Oliver Razum, Jürgen Breckenkamp, Patrick Brzoska: Epidemiologie für Dummies. Werden Sie zum Gesundheitsdetektiv! Wiley-VCH Verlag (Weinheim) 2009. 398 Seiten. ISBN 978-3-527-70514-6. D: 24,95 EUR, A: 25,70 EUR, CH: 40,00 sFr.
Autoren
Die Autoren arbeiten alle an der Abteilung Epidemiologie & International Public Health an der Fakultät für Gesundheitswissenschaften an der Universität Bielefeld.
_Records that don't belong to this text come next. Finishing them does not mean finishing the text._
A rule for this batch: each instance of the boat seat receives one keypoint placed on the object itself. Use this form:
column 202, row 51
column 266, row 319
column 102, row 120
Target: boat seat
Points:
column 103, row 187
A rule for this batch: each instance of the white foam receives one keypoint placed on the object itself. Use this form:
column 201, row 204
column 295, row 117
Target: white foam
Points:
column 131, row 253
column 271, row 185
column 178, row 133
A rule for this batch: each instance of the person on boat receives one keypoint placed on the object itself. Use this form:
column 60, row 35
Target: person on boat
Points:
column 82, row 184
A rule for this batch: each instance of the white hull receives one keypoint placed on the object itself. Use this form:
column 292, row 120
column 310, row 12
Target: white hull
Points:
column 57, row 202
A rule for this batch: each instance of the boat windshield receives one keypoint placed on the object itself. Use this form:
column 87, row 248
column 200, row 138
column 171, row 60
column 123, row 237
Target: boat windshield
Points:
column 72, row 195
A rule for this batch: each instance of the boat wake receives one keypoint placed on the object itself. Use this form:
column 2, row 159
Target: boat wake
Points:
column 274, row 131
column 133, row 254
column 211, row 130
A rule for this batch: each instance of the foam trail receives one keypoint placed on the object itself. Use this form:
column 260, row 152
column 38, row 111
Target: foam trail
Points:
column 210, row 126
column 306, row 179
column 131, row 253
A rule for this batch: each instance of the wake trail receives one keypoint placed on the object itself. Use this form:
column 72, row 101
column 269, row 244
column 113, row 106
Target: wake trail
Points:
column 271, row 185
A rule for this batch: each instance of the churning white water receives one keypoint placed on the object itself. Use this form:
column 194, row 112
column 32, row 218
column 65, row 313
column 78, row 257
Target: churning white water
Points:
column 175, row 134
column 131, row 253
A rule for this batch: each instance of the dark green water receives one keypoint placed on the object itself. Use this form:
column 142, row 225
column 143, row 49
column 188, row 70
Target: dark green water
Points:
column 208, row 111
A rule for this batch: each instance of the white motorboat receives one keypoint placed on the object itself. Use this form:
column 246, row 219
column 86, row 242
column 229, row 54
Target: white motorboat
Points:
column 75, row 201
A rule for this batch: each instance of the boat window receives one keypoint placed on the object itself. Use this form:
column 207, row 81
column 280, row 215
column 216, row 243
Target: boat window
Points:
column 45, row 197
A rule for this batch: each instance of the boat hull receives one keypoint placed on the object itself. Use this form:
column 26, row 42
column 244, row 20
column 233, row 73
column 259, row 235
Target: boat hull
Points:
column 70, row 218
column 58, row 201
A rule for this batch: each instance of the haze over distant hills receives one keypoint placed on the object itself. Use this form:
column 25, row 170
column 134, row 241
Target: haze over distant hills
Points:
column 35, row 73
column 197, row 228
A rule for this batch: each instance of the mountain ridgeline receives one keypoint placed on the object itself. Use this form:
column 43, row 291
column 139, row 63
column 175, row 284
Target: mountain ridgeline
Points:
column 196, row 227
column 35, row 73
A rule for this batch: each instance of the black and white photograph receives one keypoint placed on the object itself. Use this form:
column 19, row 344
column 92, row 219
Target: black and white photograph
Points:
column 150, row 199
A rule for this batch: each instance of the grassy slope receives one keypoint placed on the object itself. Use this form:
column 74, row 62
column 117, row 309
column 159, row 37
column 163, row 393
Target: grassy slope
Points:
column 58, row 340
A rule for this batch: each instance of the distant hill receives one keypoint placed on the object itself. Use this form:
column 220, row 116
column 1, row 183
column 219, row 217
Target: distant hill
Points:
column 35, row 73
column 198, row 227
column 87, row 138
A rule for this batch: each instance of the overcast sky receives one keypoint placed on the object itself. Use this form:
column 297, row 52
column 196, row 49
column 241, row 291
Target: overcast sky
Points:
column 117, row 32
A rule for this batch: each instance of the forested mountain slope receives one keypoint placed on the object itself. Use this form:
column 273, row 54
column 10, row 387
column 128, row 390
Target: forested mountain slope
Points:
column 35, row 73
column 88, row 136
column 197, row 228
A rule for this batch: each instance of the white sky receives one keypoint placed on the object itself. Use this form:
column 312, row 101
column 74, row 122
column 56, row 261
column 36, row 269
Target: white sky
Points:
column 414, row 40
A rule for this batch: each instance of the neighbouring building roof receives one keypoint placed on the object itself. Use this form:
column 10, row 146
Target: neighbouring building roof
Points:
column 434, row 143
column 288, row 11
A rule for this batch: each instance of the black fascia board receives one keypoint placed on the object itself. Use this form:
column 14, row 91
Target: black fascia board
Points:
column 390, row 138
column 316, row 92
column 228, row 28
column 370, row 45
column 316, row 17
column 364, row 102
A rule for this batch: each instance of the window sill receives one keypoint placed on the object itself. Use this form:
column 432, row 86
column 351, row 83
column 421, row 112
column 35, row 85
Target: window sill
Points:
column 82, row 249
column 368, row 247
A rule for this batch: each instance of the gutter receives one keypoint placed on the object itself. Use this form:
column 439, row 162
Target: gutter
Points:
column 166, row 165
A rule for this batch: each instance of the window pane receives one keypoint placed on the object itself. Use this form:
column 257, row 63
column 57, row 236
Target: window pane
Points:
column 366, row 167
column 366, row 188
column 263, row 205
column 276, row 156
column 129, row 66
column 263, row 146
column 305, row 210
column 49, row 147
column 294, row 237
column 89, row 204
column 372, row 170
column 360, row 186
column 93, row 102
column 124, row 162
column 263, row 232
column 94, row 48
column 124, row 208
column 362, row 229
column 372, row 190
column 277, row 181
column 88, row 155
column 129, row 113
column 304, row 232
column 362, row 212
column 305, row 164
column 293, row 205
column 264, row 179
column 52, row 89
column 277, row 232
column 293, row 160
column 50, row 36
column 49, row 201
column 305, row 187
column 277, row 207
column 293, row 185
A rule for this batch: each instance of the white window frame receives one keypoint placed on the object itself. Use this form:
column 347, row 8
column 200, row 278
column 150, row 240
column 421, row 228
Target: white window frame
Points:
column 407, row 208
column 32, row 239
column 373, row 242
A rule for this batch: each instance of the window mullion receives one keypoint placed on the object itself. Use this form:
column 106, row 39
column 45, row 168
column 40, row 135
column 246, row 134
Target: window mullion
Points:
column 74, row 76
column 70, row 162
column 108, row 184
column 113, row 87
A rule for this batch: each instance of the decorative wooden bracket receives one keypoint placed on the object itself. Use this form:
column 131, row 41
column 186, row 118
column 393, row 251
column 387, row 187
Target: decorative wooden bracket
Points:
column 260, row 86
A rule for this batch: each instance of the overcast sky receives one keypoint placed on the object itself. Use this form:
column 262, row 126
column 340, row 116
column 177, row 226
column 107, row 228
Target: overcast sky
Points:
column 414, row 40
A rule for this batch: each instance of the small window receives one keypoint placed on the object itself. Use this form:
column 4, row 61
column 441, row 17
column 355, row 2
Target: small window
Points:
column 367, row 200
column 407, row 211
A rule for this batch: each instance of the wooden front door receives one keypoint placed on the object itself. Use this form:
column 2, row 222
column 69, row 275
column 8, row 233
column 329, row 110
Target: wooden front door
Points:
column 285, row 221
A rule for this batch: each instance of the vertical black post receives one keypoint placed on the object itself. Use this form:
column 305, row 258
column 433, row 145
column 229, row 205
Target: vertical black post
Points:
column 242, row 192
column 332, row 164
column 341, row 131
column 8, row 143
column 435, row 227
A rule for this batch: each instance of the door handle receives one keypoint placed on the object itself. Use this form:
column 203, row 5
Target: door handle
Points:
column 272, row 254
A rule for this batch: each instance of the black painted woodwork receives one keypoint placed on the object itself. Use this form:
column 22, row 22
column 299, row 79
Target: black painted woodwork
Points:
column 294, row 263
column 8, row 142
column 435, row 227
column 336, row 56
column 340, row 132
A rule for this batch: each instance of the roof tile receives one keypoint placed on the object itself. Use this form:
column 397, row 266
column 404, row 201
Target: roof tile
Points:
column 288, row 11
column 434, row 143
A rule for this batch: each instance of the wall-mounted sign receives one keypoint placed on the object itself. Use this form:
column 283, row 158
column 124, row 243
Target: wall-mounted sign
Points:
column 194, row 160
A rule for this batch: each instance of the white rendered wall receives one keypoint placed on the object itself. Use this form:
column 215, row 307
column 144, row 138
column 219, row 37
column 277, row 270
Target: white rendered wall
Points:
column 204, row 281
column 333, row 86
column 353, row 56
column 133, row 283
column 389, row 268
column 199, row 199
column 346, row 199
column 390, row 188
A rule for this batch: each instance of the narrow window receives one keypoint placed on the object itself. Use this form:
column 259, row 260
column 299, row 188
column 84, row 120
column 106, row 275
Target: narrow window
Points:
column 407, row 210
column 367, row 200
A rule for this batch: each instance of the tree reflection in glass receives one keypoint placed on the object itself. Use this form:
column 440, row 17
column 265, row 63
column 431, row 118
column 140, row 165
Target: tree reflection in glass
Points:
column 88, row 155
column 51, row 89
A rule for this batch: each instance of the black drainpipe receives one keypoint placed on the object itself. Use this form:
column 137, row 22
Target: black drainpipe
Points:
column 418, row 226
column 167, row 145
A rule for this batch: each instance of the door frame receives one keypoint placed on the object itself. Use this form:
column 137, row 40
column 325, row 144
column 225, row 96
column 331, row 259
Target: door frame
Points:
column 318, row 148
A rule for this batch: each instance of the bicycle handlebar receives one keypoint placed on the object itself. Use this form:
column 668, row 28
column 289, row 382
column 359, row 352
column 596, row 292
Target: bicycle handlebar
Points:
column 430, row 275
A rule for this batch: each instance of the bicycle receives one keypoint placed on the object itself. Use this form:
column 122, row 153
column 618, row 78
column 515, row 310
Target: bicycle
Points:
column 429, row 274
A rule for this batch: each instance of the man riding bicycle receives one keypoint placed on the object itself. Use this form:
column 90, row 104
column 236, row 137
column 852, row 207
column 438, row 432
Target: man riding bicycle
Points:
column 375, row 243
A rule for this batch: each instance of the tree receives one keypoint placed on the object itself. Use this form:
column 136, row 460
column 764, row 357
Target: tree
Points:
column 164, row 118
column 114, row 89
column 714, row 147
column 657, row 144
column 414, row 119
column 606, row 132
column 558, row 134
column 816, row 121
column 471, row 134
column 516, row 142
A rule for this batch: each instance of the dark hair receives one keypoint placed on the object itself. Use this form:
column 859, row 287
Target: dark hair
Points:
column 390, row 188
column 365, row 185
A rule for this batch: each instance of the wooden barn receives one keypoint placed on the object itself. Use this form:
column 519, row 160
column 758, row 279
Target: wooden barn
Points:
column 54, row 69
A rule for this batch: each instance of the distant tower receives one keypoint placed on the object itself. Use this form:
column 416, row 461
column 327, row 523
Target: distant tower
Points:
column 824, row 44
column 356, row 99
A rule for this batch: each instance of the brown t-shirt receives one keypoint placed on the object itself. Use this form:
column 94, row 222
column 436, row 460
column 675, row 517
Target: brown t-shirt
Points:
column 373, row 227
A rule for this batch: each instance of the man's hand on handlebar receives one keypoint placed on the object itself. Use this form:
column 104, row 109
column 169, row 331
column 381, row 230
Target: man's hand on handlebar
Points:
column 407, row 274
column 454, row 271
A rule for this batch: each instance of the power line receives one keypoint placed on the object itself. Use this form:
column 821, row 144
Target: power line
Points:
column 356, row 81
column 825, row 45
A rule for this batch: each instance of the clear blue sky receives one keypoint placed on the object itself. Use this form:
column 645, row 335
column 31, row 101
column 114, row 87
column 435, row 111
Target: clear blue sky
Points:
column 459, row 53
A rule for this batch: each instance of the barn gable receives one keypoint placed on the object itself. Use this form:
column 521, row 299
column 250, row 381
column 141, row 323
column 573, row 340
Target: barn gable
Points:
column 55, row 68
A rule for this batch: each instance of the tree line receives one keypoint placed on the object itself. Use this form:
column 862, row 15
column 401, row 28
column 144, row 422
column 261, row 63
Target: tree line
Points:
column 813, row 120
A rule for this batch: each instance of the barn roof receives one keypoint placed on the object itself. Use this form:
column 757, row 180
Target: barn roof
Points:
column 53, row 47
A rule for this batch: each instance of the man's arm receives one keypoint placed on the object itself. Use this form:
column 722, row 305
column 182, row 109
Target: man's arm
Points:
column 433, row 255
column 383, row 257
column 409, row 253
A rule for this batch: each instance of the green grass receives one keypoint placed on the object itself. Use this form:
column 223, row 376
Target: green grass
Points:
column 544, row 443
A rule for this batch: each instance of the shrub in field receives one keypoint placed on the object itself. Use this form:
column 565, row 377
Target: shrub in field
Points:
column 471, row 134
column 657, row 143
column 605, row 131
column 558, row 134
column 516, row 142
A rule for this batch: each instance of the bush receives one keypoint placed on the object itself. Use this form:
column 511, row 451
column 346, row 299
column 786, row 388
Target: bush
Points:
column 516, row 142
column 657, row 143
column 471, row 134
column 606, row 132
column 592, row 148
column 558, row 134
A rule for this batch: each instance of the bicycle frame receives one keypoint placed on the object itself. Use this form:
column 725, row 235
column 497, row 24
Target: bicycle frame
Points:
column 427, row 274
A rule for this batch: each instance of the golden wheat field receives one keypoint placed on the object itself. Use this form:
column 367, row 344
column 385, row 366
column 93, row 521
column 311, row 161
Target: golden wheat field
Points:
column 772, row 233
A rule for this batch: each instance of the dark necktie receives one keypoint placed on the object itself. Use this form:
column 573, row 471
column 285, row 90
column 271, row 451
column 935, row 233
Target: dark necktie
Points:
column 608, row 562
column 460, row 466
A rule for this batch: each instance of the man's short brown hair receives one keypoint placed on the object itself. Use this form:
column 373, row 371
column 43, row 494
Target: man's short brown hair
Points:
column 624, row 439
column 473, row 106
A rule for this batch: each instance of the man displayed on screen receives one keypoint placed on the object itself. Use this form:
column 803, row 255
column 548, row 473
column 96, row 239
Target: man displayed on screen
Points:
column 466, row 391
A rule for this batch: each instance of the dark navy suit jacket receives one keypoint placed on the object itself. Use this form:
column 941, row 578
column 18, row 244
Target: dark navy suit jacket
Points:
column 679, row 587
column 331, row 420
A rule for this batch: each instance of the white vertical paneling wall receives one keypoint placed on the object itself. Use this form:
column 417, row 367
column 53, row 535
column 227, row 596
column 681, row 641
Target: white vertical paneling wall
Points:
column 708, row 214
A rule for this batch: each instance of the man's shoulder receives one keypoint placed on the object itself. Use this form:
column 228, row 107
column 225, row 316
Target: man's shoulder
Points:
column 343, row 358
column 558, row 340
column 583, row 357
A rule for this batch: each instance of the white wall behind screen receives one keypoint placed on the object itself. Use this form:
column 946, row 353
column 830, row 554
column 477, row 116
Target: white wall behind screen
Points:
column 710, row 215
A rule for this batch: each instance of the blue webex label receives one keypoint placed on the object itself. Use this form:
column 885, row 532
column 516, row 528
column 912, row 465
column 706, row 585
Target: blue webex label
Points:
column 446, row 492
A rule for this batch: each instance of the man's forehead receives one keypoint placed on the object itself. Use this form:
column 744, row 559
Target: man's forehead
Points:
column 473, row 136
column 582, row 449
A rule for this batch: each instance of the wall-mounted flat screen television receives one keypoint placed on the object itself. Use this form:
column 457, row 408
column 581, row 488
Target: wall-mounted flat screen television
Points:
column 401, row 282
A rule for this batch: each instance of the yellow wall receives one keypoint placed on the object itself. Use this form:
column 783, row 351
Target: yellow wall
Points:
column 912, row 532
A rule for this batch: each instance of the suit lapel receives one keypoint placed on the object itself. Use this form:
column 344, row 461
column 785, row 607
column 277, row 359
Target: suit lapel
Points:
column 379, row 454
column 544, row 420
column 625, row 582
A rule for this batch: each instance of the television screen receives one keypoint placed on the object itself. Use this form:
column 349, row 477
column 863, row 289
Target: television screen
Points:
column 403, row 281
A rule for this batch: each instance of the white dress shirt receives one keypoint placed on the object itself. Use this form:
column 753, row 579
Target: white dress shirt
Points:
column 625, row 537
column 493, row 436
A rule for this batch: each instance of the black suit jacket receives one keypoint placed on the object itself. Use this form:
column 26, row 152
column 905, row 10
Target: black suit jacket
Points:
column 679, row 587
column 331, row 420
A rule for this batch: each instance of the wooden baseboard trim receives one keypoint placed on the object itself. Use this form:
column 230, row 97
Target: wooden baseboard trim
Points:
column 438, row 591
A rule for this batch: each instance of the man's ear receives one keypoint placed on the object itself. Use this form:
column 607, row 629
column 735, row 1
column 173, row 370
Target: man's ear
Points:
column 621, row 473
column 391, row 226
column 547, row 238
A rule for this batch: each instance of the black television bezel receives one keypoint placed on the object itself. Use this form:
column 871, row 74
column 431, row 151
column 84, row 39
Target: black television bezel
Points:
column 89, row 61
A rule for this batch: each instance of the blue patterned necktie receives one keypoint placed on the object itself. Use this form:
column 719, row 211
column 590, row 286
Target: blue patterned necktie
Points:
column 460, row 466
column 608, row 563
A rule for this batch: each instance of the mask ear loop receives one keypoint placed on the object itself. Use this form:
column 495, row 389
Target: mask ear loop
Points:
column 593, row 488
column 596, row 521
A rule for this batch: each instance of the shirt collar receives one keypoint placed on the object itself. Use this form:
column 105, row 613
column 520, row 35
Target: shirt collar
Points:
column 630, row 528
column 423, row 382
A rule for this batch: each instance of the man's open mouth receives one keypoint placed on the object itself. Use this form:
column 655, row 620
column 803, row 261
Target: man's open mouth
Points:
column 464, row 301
- Oliver Razum ist dort Professor für Epidemiologie & International Public Health und unterrichtet schwerpunktmäßig Epidemiologie. Seine Forschungsschwerpunkte sind Sozialepidemiologie, Migration und Gesundheit und Gesundheitsversorgung in Entwicklungsländern.
- Jürgen Breckenkamp ist promovierter Gesundheitswissenschaftler mit einem Forschungsschwerpunkt zum Thema Herz-Kreislauf-Erkrankungen und insbesondere zur Frage, ob Hochfrequenzstrahlungen gesundheitliche Auswirkungen haben.
- Patrick Brzoska forscht als Gesundheitswissenschaftler zum Thema Migration und Gesundheit und lehrt in Epidemiologie und Gesundheitsberichterstattung.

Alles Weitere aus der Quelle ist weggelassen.